Miyamoto Ryuji's photo collection "KOBE 1995 After the Earthquake" is an important work that documents Kobe immediately after the Great Hanshin-Awaji Earthquake that occurred on January 17, 1995.
Collapsed buildings, torn roads, exposed structures - this book takes an extremely calm and thorough look at the city, with the traces of the disaster still etched in its wake, before any reconstruction or narrative had taken place.
Miyamoto produced the series "KOBE 1995 After the Earthquake" in 1995, focusing on photographing buildings damaged by the earthquake. This series was highly praised and was selected for the Japan Pavilion exhibition at the 6th Venice Biennale Architecture Exhibition in 1996. It also won the Golden Lion at the same exhibition.
It is unusual for a Japanese photographer to receive this award at the Venice Biennale, the world's premier stage for art and architecture, and this work was a decisive opportunity to make Miyamoto Ryuji's name known internationally.

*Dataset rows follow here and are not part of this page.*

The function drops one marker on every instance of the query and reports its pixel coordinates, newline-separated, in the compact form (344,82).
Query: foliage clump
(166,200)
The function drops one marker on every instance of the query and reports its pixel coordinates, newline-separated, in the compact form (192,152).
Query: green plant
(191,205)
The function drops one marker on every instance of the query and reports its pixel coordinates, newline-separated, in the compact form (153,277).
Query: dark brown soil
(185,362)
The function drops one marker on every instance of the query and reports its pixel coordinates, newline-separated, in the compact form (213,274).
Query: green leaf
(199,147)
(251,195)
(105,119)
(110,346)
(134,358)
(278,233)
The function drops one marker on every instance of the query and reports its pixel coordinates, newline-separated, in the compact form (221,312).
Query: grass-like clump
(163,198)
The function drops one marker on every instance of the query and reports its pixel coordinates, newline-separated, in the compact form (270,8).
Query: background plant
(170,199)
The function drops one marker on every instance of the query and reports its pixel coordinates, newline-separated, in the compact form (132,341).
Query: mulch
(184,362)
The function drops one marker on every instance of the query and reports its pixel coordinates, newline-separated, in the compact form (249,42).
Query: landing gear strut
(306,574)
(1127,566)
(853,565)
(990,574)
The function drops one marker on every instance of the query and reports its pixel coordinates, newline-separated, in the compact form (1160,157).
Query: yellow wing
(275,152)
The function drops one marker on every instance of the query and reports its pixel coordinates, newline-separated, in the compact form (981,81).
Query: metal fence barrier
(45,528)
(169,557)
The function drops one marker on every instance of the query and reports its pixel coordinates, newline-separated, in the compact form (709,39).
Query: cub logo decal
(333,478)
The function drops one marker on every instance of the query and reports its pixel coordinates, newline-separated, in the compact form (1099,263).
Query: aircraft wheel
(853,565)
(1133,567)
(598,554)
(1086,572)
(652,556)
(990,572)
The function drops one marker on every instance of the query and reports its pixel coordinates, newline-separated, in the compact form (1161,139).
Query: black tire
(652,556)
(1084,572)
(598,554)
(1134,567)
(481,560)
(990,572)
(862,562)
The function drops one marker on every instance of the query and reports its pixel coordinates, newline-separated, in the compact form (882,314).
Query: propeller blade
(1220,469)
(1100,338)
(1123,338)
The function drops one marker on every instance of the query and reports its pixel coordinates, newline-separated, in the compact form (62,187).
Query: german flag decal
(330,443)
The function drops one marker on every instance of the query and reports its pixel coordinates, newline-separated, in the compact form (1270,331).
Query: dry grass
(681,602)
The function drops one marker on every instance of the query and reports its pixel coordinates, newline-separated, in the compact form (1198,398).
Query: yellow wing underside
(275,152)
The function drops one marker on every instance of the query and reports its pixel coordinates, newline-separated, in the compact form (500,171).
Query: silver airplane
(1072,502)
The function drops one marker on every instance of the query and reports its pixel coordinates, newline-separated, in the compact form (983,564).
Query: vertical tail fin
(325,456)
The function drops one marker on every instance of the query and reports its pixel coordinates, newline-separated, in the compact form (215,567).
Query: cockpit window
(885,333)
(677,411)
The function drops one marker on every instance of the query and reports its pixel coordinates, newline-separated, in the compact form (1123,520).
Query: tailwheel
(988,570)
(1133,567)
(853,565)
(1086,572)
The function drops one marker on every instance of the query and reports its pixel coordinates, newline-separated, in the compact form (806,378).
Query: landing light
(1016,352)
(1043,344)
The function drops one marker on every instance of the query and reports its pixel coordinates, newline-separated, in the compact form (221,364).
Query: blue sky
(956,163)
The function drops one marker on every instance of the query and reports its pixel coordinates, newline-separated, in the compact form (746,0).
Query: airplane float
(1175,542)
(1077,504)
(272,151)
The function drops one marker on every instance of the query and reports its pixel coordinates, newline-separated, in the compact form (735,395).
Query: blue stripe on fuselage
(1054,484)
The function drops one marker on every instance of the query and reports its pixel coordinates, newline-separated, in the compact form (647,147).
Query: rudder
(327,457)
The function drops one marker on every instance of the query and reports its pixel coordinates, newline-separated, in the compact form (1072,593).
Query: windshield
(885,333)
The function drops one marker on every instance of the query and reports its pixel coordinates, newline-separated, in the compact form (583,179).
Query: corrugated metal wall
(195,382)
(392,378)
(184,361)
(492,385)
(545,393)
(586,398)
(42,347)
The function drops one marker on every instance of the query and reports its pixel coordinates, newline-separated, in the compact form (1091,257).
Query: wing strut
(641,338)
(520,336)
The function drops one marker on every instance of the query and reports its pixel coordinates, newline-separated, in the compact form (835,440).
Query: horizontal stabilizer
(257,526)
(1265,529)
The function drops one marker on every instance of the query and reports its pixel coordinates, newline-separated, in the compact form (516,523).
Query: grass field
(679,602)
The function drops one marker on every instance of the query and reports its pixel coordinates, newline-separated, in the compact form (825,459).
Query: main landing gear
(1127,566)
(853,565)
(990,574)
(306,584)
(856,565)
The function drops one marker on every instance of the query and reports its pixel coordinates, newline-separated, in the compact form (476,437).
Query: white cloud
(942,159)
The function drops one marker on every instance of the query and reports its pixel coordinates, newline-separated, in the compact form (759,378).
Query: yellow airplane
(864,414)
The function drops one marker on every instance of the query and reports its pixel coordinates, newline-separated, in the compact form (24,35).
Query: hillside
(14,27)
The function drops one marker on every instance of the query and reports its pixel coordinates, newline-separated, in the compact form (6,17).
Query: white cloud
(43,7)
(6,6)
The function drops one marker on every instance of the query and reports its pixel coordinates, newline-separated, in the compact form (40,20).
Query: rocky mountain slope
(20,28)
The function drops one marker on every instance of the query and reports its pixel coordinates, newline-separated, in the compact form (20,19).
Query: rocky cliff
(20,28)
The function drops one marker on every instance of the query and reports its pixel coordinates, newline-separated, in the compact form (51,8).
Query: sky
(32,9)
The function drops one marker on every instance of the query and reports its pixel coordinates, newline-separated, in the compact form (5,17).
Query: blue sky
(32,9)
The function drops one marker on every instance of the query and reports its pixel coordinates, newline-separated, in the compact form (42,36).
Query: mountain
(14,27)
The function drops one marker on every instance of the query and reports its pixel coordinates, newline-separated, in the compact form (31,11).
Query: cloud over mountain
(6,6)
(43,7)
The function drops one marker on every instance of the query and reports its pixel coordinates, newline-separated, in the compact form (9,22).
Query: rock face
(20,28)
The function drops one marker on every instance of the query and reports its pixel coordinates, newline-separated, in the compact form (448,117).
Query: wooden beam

For Miyamoto, who has continued to photograph ruins and structures, capturing the traces that time and history leave on architecture, post-earthquake Kobe was not an incidental subject, but a site that exposed to the utmost the fragility of cities, people, and modern architecture. By excluding human figures and emotional drama and simply capturing the damage to the architecture itself, he presents the disaster not as an "event" but as a "material reality."
The piles of rubble and the exposed cross-sections of the buildings are a sign of destruction, but at the same time they also visualize the distortions and limitations that have been inherent in postwar Japanese cities. There is no sentimentality here, and only the overwhelming weight of time and material masses rises in silence.
"KOBE 1995 After the Earthquake" is not only a record of the earthquake disaster, but also a book that fundamentally questions the relationship between cities, architecture, and photographic expression, making it an indispensable photo book for Japanese photography since the 1990s, and even for the history of architectural expression.